It’s now been nearly a year and he hasn’t yet sold the house (despite it having several interested buyers) and still lives with us. He doesn’t pay rent and stores his belongings in half of our garage and most of our basement so our children can no longer play or hang out with their friends down there. He doesn’t help with chores and doesn’t consistently help with buying common household items like toilet paper. Every so often, he’ll throw a $20 bill to my wife and tell her to go buy dinner “on him.” This arrangement has led to my wife and I growing apart, but we finally put our foot down: In December, we told him he had until July 1 to move out, giving him an ample seven months’ time to save money (since he doesn’t pay rent or utilities) and find another place to live.

Here’s the problem: after I was laid off last summer, my wife borrowed $6,000 from my brother-in-law. Since we’re now asking him to move out, we think he’ll ask for that money back or he won’t leave. We unfortunately can’t pay him back just yet. Can we still make him move out? There was no written or verbal agreement stating that it would be paid back, but it’s clear this was a loan, not a gift. I just want him out. This arrangement was never intended to be long-term, and he’s disrupting our lives.

—Can We Afford To Throw Him Out?

Dear Afford,

Whoa! There were more than enough problems before you got to “Here’s the problem.”

Can you afford not to throw him out? You need to consult a lawyer ASAP. I find it amazing that there’s no paperwork or even a verbal agreement about the loan. How does that happen? Did you just say, “Hey, do you mind letting us have $6,000 for a while?” with no mention of if or when you’ll pay it back? My understanding is that the amount of this loan is under the threshold that requires reporting to the IRS as income or a gift, so I don’t think that will come back to bite you. And I can’t imagine you would be obligated to repay your brother-in-law before booting him out, since it seems that the loan and the living arrangements are two entirely independent events, not contingent on each other.

But what I’m most concerned about is whether you actually have the right to evict your brother-in-law after all the time he’s lived in your house. Sad but true, I’ve heard of cases where you can’t just throw someone out if your home has been their only home for more than a certain amount of time. So make sure he can’t turn around and get the law on his side if you try to push him out. Ask your lawyer at exactly what point he might be entitled to claim residency. Knowing what that magic date is might propel you to escort him off your premises sooner than the deadline you gave him, even if it means paying for him to stay temporarily in a motel or short-term rental. You might need to get a court order and a marshal to evict him, just as his ex-wife did.

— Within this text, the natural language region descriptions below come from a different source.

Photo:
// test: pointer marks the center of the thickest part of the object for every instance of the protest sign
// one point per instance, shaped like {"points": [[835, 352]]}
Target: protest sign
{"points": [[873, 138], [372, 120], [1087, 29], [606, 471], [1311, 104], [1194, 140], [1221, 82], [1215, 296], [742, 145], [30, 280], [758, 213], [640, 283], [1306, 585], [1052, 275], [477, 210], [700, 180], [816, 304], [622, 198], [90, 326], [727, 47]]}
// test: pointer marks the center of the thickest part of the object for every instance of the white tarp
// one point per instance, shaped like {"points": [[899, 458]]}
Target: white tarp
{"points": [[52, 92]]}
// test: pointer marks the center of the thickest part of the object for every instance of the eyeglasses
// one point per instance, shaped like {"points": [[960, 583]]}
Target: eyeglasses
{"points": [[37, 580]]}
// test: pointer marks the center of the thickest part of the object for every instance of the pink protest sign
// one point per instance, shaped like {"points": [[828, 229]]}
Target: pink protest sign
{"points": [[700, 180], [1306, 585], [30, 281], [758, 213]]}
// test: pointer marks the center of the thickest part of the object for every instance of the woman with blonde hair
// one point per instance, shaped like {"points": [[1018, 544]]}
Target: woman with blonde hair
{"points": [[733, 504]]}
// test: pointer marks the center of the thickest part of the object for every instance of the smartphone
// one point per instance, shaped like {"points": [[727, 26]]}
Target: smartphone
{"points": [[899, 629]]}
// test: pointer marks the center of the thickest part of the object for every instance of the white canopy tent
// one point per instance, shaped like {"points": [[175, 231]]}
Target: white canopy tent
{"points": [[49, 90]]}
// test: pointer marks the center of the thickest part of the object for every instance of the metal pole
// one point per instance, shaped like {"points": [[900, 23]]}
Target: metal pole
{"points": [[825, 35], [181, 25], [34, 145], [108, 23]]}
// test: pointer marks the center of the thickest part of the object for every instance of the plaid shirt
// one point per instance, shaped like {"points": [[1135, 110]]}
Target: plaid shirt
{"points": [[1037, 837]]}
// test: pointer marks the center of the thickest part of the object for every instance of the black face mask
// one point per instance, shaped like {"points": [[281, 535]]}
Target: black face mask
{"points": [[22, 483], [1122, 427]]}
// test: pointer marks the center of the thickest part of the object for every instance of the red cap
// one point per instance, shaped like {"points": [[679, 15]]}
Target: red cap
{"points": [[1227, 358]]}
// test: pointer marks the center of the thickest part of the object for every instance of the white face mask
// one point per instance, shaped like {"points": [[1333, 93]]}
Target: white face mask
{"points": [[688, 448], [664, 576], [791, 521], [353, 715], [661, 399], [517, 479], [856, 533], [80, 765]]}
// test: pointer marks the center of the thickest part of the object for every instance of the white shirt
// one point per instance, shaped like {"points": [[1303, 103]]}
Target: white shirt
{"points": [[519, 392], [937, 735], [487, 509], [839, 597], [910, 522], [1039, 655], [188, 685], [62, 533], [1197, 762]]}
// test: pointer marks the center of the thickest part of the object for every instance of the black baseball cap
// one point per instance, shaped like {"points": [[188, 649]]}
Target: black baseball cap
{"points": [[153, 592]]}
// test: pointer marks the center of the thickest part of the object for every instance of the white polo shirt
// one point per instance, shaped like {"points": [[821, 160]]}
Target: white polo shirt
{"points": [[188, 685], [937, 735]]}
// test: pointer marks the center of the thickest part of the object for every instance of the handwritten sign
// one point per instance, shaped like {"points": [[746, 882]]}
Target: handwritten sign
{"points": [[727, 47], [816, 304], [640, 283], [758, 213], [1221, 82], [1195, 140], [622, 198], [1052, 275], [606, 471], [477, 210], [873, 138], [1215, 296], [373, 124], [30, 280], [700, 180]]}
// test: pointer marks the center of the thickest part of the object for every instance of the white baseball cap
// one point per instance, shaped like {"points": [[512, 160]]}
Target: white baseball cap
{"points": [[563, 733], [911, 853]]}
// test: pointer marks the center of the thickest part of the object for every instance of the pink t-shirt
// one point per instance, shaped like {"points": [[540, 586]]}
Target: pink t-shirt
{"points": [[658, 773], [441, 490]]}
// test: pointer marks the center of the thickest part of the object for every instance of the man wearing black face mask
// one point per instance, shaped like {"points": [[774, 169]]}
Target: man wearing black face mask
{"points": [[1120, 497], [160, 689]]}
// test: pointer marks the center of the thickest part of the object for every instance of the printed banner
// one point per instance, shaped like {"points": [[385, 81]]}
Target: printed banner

Meanwhile, put together a list of every single expense (room, board, storage, laundry, toilet paper, heat, water, electric, etc.) that you covered since he moved in (minus the twenties he’s tossed at your wife) and see how that total stacks up against the $6,000 loan. Very likely he actually owes you money. You may not wish to refuse to repay him or demand he pay you, but this data could give you extra leverage with your brother-in-law or in court, if it comes to that.

Even if you feel compelled to pledge to pay your brother-in-law something for the loan and/or to help wean him off you, it will be worth it to get him out of your house as soon as you possibly can. I’d say it might spur him to start taking responsibility for himself.

He may be your brother-in-law, but neither you nor your wife made the vow “until death do you part” to include him.